Avant l’ouverture des essais, faites circuler chaque voiture à vitesse lente puis à vitesse de course. Contrôlez que le logiciel compte un passage, et un seul, à chaque franchissement. Testez également deux voitures côte à côte. Cette procédure prend dix minutes ; elle peut sauver toute une journée.
Exploiter les données : qualification, finales et équité sportive
Le logiciel de chronométrage doit être paramétré avant le briefing : catégories, numéros de course, durée des manches, temps de chauffe, délai de départ et règle de classement. Pour une formule simple, des qualifications de 5 minutes suivies de finales de 7 à 10 minutes donnent déjà des résultats exploitables. Le classement peut reposer sur le nombre de tours, puis sur le temps nécessaire pour les accomplir.

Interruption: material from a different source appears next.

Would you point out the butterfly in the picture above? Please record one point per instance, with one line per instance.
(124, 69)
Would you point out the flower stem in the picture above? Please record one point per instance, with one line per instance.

Le responsable chronométrage doit pouvoir repérer les situations anormales : passage doublé, absence de détection ou arrêt de course. Il ne doit pas modifier un résultat sur une impression. Une correction se justifie par une observation claire de la direction de course, idéalement confirmée par un commissaire de piste. Cette rigueur protège autant l’organisateur que les pilotes.
Les temps au tour ont aussi une valeur pédagogique. Un pilote qui cherche seulement le meilleur tour peut rouler trop agressivement et multiplier les sorties. L’écart entre son meilleur tour et sa moyenne révèle souvent davantage la qualité de pilotage. Ces données aident à ajuster le rapport de transmission, le choix des pneus, l’amortissement ou la gestion de la batterie, sans transformer une rencontre locale en épreuve lourde à administrer.
Chronométrage course RC locale : le choix le plus cohérent
Pour des courses régulières avec plusieurs voitures en piste, le transpondeur reste l’investissement le plus rationnel. Il apporte une identification fiable, un classement automatique et des résultats réutilisables d’une manche à l’autre. L’infrarouge ou la vidéo conviennent bien à l’initiation, aux essais et aux animations à faible effectif. Le comptage manuel garde sa place pour un duel ou une découverte très encadrée.
Commencez avec un règlement simple, une ligne de détection testée et une personne dédiée au poste de chronométrage. Mieux vaut un système limité à une boucle et parfaitement vérifié qu’un dispositif ambitieux incapable de lire tous les passages. Sur une course RC locale, la fiabilité perçue par les pilotes vaut autant que la précision affichée sur l’écran.